Lundi s'est ouvert à San Francisco un procès contre le Roundup, le désherbant vedette de Monsanto. La firme multinationale, à présent propriété de Bayer, a déjà été condamnée en août 2018 à une amende de 289 millions de dollars.

C’est une affaire qui pourrait coûter cher à Bayer. Lundi s’est ouvert, à San Francisco, un procès intenté au Roundup, le désherbant vedette de la firme Monsanto, récemment avalée par Bayer. Le plaignant, Edwin Hardeman, a utilisé du Roundup dans son jardin du début des années 1980 à 2012. Aujourd’hui atteint d’un lymphome non‐hodgkinien, il accuse le désherbant d’être responsable de sa maladie, et Monsanto d’avoir caché les risques que représentait l’utilisation de son produit star.

« Il versait le concentré dans une pompe de deux gallons (environ huit litres), le mélangeait à de l’eau et le vaporisait, a expliqué, en ouverture du procès, Me Aimee Wagstaff, l’une des avocates d’Edwin Hardeman. Le jour de Noël 2014, il s’est réveillé et a senti une grosseur dans sa gorge. »

289 millions de dollars de dommages et intérêts

Bayer sait le danger que peut représenter ce procès. En août 2018, DeWayne “Lee” Johnson, un autre jardinier californien porteur de la même maladie que M. Hardeman, avait obtenu 289 millions de dollars de dommages et intérêts pour son utilisation de Roundup pendant des années. Une peine ensuite réduite à 78,5 millions par un juge, lequel n’avait cependant pas remis en cause la condamnation de Bayer.

Le géant de l’agrochimie a obtenu que le procès qui s’est ouvert lundi à San Francisco soit divisé en deux parties. Durant la première, dite “scientifique”, les avocats du plaignant tenteront de prouver que le Roundup est bien à l’origine du lymphome non‐hodgkinien diagnostiqué à leur client en février 2015. Dans un deuxième volet, Bayer devra se défendre des accusations selon lesquelles Monsanto aurait minimisé, voire dissimulé, les risques pour la santé représentés par le désherbant. Le procès devrait durer de quatre à cinq semaines.

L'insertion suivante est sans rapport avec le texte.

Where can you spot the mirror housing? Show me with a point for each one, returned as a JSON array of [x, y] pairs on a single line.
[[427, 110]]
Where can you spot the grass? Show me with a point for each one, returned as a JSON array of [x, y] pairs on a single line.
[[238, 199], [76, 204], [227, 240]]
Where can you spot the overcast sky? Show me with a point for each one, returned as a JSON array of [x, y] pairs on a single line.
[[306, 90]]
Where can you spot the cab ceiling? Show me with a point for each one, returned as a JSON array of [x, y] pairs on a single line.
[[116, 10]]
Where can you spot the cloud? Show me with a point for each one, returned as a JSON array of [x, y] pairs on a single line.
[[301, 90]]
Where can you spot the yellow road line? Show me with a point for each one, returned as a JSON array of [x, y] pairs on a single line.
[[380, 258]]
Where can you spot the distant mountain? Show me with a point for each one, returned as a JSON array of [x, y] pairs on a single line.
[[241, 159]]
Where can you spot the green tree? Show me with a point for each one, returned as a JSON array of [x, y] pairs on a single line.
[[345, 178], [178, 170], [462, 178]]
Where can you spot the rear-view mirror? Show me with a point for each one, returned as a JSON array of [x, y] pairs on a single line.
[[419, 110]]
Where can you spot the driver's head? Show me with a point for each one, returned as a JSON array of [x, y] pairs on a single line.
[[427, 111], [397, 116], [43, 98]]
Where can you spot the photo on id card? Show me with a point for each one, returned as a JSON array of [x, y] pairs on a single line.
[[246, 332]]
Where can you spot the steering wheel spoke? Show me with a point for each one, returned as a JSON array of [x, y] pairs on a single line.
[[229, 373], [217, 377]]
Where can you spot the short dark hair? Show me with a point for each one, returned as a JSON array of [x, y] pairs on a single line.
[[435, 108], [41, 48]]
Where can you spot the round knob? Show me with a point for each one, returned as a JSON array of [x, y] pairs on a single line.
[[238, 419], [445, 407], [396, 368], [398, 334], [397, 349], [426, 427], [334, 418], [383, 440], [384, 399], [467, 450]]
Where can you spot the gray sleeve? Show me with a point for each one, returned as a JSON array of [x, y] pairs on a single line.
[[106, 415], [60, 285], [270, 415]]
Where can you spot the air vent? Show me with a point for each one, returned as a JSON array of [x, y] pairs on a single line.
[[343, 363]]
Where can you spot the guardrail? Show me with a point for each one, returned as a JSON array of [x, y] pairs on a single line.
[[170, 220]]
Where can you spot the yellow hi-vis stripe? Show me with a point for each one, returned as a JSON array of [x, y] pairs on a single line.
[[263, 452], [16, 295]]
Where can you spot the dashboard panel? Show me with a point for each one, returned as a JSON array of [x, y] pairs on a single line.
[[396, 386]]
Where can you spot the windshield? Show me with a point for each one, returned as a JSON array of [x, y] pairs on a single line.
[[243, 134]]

Procès à l’échelle fédérale

Monsanto s’est toujours défendu de ces accusations en affirmant que le Roundup n’était dangereux pour la santé que si les recommandations d’utilisation n’étaient pas respectées. La firme multinationale s’appuie sur des centaines d’études scientifiques allant dans ce sens. Si l’Organisation mondiale de la santé reconnaît le glyphosate comme “cancérigène probable”, ce n’est pas le cas de Agence fédérale américaine de protection de l’environnement.

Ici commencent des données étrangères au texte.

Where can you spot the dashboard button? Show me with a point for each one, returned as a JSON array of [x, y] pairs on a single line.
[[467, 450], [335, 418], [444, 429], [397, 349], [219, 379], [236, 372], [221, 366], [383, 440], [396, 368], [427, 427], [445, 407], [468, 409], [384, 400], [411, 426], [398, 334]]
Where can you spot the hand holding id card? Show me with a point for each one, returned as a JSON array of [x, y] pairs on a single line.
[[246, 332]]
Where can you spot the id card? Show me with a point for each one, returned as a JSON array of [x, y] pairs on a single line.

Contrairement au précédent procès, dont le jugement se limitait à la Californie, l’affaire qui s’est ouverte lundi est jugée à l’échelle fédérale. Elle est ainsi juridiquement liée à des centaines d’autres accusations portées par des Américains contre Monsanto et le Roundup. Si Bayer venait à être condamné dans ce procès, le verdict pourrait faire jurisprudence. Ce qui signifierait, pour la multinationale, un risque de condamnations en série à l’avenir.